Decido di alzarmi ed uscire per tentare di fermare l’intorpidimento, la cosa sembra funzionare dato che riesco a indicare il bagno ad uno che me lo chiedeva. Mi sembra di aver riacquistato lucidità.

C’è una troupe televisiva della RAI fuori dal locale. Stanno facendo un servizio sull’ultimo spauracchio creato per istruire i giovani sulla pericolosità degli “stupefacenti”, la cocaina tagliata con l’atropina che gira ultimamente. Parlano col proprietario che spiega loro come la coca non serva e lo “sballo” non sia accettato da lui. Chiede ai ragazzi di non prendere niente perchè è pericoloso. Solo che non sembra riuscire mai a completare il suo pensiero, interrotto continuamente dalla sua stessa risata improvvisa. Ha le pupille totalmente contratte e ad ogni errore si scusa col giornalista grattandosi nervosamente il collo. Non so da quanto fossero li, ma era infuocato. Poi si rivolgono ad un ragazzo che guarda dritto in camera e che si dice schifato di come la cocaina sia diffusa tra “i giovani”, ma tiene sempre le mani in tasca mentre sposta il peso del suo corpo da una gamba all’altra per bilanciarsi, senza fermarsi mai, anche quando si gira puntando il suo amico che aggiunge “E’ ora di finirla!”. Intervistano pure me ed affermo con la mia migliore convinzione “ci si può divertire in discoteca senza le droghe!” Il giornalista spalanca gli occhi ed alza il pollice, sembra entusiasta che abbia detto tutto quello che voleva in una botta sola. Quando l’operatore abbassa la telecamera continuo “mi piacciono le donne come mi piace il rum: di 12 anni ed insieme alla coca!” si mettono tutti a ridere ed il giornalista mi da una pacca sulla spalla.
L’odio per le droghe ci ha reso fratelli.

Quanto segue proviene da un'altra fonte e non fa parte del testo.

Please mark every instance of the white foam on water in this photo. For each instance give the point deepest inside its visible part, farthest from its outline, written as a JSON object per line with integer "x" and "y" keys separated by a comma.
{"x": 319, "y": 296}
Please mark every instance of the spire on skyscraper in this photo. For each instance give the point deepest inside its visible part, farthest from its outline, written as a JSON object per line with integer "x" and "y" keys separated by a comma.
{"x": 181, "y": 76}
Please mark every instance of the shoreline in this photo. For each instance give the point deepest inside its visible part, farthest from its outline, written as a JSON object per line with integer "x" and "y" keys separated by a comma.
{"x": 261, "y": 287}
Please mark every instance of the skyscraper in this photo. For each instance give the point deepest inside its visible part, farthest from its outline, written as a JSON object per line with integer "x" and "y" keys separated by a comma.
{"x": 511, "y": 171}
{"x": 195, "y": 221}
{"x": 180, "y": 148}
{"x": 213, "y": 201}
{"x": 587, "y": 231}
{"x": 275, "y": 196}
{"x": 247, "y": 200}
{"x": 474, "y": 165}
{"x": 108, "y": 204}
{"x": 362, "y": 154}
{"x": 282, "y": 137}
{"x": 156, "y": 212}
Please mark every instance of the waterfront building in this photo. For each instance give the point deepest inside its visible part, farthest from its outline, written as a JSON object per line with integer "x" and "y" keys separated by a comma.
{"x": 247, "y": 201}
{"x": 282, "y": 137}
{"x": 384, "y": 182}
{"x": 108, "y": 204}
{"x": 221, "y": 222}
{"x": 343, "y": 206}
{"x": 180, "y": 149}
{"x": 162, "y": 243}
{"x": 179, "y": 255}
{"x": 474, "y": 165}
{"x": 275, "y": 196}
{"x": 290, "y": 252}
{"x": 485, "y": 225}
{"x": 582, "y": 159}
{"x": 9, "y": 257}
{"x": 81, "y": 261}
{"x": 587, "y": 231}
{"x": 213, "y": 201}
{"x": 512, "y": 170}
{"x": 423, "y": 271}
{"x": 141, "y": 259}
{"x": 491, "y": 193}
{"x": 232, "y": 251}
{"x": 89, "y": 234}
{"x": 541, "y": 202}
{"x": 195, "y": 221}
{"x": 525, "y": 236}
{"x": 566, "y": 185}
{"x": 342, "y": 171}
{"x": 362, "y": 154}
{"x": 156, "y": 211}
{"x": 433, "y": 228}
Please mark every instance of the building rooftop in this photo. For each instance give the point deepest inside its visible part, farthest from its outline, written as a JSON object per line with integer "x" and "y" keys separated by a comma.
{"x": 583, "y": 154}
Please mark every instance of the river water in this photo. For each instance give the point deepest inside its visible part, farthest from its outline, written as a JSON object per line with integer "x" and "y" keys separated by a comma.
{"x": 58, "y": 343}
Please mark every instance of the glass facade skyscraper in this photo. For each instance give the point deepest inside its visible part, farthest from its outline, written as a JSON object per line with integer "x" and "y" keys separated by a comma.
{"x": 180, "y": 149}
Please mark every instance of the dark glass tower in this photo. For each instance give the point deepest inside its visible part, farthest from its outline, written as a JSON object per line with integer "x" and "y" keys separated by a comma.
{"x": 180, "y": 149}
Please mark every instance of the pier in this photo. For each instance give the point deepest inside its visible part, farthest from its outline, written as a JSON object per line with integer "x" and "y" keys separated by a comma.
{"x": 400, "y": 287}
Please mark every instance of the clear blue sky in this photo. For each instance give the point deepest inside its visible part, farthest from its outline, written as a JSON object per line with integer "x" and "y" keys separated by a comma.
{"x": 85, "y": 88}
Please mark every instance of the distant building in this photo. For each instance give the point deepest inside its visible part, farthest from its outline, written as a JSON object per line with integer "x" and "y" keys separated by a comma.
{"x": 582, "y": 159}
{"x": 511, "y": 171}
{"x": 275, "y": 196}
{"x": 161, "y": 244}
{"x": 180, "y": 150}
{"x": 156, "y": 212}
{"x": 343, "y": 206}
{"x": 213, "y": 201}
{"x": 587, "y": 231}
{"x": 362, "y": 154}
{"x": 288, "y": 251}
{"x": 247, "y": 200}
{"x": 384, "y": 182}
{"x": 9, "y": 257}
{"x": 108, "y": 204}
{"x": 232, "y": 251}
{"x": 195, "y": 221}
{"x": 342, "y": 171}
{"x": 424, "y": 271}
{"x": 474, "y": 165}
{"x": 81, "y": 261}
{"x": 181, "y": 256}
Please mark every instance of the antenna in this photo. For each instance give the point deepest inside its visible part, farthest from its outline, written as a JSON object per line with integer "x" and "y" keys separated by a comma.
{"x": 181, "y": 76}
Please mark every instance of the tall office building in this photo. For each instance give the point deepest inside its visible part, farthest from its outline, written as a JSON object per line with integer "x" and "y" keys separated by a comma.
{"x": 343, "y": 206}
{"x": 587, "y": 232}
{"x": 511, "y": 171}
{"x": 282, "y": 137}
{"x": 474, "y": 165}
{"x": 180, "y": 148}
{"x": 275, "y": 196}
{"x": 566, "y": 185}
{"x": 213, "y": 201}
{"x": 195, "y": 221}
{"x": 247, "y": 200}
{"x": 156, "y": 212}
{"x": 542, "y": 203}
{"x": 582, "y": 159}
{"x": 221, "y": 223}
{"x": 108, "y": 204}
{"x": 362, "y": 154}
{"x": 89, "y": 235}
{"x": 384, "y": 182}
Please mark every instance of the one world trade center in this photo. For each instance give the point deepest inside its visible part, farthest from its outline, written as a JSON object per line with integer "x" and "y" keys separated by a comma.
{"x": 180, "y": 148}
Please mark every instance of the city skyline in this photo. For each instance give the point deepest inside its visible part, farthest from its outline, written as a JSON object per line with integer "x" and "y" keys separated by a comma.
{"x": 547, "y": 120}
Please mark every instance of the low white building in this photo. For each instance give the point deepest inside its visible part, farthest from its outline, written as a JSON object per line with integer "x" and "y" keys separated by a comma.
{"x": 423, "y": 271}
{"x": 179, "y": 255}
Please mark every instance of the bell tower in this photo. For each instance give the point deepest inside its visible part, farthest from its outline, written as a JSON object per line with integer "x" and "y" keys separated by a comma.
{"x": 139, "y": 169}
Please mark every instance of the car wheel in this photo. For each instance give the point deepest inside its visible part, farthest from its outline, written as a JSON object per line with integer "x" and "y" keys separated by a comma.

La testa è di nuovo pesantissima, sono ubriaco senza aver toccato praticamente mai alcool. Trascino la mia spalla attaccata al muro per i navigli cercando di non lasciare che i miei occhi si chiudano. Non ce la faccio più. Chiamo un mio amico pregandolo di venirmi a prendere, “auauauauaua” mi risponde al telefono rassicurandomi che farà presto.
Sento di essere stato in piedi per altre 5-6 ore, e il mio amico me lo conferma, ma non ricordo nulla. Blackout totale. Zero. Non importa quanto ci provi. E’ come cercare di ricordare un pensiero che avevi in testa qualche minuto prima che ti scappasse di mente. Lo sai che lo avevi pensato, che era una cosa importante magari, e più tenti di ricordare cosa fosse e più la frustrazione aumenta. Mi sveglio in un letto una dozzina di ore dopo, ma sento veramente di aver dormito solo la metà. Forse di meno. Trovo in tasca oggetti che non m’appartengono: un biglietto da visita di uno studio di designer che non conosco, la carta di una caramella e una cicca appiccicata fra un fazzoletto con qualche goccia di sangue a macchiarlo, ma senza tagli sul mio corpo. Come sono finiti lì? Non ne ho idea.

L’unica cosa che so è che ora ho una voglia matta di imparare a suonare il piano e di cantare cover revisioniste in chiave femminista.